Avec les autres actionnaires d'Alstom, Bercy s'est prononcé contre la rémunération de Patrick Kron, qui a quitté l'entreprise en janvier dernier. Un chèque qu'il a déjà encaissé.

Patrick Kron est désormais directeur chez Sanofi
Patrick Kron est désormais directeur chez Sanofi © Maxppp / Vincent Isore

Après Carlos Ghosn, Patrick Kron. Le vote n'est que consultatif, mais caractéristique de l'époque qui a poussé le gouvernement à légiférer sur la question. Les actionnaires d'Alstom réunis mardi en assemblée générale ont décidé de se prononcer contre  la rémunération de l'ancien PDG du groupe, qui a quitté l'entreprise en janvier dernier. Un important chèque lui était promis, notamment après la fusion avec General Electric, un chèque que l'État voudrait le voir rembourser.

Pour Bercy, Patrick Kron n'a en effet pas respecté la doctrine de l’État, et n'a fait aucun effort sur sa rémunération depuis 2013. C'est pour ça qu'on a voté contre, assure-t-on du côté du ministère. En 2014, l'exécutif s'est fixé des règles. Parmi elles, celle de s'opposer aux rémunérations de patrons lorsque ces derniers ne consentent pas à baisser leur salaire de 30 %. Or l'ancien PDG d'Alstom n'a jamais  pris ce principe en considération.

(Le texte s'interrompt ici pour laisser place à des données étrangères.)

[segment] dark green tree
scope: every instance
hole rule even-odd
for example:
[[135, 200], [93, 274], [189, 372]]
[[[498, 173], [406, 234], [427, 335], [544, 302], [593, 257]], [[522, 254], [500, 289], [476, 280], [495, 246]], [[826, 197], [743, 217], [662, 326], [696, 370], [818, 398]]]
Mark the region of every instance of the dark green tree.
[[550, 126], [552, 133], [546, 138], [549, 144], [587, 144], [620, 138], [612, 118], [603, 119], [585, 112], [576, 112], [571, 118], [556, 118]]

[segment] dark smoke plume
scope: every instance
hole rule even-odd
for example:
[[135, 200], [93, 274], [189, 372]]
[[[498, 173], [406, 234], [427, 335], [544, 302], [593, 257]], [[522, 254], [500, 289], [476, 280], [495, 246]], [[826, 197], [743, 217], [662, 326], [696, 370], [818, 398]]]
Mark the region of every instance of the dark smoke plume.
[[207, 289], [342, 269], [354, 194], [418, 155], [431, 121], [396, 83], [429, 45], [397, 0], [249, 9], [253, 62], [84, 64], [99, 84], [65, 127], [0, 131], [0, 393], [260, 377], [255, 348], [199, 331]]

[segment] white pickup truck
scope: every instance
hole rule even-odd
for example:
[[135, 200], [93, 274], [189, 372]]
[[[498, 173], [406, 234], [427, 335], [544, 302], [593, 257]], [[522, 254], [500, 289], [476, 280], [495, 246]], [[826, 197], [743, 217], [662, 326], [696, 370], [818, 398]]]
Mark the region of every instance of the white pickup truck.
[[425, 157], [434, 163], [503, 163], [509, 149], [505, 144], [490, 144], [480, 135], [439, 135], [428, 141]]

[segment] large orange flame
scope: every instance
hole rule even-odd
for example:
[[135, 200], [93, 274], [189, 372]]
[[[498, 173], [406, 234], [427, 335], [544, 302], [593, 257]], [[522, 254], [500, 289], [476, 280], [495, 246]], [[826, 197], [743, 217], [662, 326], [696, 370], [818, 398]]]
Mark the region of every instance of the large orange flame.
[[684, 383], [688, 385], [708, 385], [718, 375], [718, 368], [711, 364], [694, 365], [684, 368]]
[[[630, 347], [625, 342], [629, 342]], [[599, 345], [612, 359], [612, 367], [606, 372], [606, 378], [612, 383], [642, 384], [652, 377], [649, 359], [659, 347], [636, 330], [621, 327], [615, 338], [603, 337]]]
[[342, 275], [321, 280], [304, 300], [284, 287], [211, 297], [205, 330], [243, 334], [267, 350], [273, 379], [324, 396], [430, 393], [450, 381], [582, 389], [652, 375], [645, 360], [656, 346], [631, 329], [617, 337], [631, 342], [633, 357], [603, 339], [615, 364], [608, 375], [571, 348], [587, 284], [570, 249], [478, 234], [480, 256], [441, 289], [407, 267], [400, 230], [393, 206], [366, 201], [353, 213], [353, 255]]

Les syndicats d'Alstom se sentent toujours trahis

Pas question pour l’État de le laisser partir sans rien dire avec son chèque, notamment ces 4,5 millions d'euros promis dans le cadre de la cession d'une partie d'Alstom à General Electric, cession controversée à l'époque et qui n'aurait pu se faire sans l'accord du gouvernement.

En échange de cet accord avec l'Américain, l’État avait négocié son entrée dans le conseil d'administration de l'entreprise pour en devenir l'actionnaire principal.

Un attitude héroïque ? Pas vraiment, pour les syndicats d'Alstom qui dénoncent une décision un peu trop symbolique. "Le gouvernement veut aujourd'hui se donner bonne conscience" estiment-ils. Pour eux, plus que le salaire de l'ancien PDG, c'est l'opération permise par l'exécutif à l'époque qui choque. "Ils ont permis le démantèlement du groupe", explique un délégué syndical. "Aujourd'hui, ils paient le prix de la trahison".